The interpolative decomposition (ID) aims to construct a low-rank approximation formed by a basis consisting of row/column skeletons in the original matrix and a corresponding interpolation matrix. This work explores fast and accurate ID algorithms from comprehensive perspectives for empirical performance, including accuracy in both skeleton selection and interpolation matrix construction, efficiency in terms of asymptotic complexity and hardware efficiency, as well as rank adaptiveness. While many algorithms have been developed to optimize some of these aspects, practical ID algorithms proficient in all aspects remain absent. To fill in the gap, we introduce robust blockwise random pivoting (RBRP) that is asymptotically fast, hardware-efficient, and rank-adaptive, providing accurate skeletons and interpolation matrices comparable to the best existing ID algorithms in practice. Through extensive numerical experiments on various synthetic and natural datasets, we demonstrate the appealing empirical performance of RBRP from the aforementioned perspectives, as well as the robustness of RBRP to adversarial inputs.

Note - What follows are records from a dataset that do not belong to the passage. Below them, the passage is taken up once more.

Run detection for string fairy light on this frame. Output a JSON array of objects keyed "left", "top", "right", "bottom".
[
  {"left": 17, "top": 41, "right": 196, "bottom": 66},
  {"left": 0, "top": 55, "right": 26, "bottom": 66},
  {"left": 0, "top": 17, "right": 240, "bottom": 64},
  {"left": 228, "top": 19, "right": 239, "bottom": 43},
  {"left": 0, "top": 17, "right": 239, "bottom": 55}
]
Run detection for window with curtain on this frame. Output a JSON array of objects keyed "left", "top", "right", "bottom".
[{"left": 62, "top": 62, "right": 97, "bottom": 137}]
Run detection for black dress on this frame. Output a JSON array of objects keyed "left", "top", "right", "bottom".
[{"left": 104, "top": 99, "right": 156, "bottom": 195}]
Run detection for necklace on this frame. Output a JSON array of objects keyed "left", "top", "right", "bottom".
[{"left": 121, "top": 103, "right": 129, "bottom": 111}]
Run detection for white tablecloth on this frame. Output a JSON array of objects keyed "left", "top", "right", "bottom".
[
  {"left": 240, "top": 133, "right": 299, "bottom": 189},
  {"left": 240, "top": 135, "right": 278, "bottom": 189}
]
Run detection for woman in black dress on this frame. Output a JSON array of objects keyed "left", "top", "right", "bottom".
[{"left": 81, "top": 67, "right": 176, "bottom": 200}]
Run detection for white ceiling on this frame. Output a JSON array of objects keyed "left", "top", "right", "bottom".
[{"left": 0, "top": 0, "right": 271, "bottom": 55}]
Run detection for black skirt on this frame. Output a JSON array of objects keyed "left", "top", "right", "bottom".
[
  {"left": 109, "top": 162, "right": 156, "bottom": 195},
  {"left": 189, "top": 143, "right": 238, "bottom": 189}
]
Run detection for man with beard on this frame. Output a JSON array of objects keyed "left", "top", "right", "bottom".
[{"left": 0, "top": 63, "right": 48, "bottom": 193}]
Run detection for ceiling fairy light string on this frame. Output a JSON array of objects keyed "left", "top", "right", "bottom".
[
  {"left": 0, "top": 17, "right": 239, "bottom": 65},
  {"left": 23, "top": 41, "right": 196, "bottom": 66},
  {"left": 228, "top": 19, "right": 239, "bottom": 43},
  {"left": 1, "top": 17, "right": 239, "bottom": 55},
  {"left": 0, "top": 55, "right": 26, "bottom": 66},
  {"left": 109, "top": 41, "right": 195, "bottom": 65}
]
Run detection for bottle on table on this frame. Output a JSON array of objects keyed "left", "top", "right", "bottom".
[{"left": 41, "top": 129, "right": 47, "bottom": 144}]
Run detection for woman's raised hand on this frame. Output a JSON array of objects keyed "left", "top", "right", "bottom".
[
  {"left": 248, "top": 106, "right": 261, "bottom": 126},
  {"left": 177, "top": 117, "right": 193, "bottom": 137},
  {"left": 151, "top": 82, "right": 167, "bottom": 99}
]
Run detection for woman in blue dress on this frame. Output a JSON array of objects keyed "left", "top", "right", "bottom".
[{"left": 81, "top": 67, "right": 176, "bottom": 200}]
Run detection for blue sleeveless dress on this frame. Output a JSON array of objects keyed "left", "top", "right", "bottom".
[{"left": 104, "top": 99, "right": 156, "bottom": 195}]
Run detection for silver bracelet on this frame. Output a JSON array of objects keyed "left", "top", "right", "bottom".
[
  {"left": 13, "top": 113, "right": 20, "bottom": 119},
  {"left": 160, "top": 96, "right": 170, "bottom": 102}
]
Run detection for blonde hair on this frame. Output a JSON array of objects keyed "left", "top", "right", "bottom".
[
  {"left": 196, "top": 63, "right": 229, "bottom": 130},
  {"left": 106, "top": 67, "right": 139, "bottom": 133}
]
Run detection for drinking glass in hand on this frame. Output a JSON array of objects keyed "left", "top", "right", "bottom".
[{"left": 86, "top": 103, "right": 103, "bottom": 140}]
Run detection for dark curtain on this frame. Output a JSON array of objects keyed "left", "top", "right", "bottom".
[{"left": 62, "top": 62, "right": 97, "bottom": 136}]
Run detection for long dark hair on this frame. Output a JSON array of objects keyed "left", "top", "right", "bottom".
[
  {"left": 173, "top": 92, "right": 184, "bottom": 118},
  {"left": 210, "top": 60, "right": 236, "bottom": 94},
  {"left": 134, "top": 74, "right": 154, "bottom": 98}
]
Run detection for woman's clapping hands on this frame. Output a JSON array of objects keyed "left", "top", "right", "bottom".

翻译：插值分解（ID）旨在构建一种低秩近似，其基向量由原始矩阵的行/列骨架构成，并配以相应的插值矩阵。本研究从经验性能的综合视角探索快速且精确的ID算法，包括骨架选取与插值矩阵构建的精度、渐进复杂度与硬件效率层面的计算效率，以及秩自适应性。尽管已有诸多算法针对其中某些方面进行优化，但能全面胜任所有方面的实用ID算法仍属空白。为填补这一空白，我们提出了鲁棒分块随机主元选取（RBRP）算法，该算法具有渐进快速性、硬件高效性与秩自适应性，在实践中能提供与现有最优ID算法相媲美的精确骨架与插值矩阵。通过对各类合成与自然数据集进行大量数值实验，我们从上述多个维度展示了RBRP算法令人瞩目的经验性能，并验证了RBRP对对抗性输入具有鲁棒性。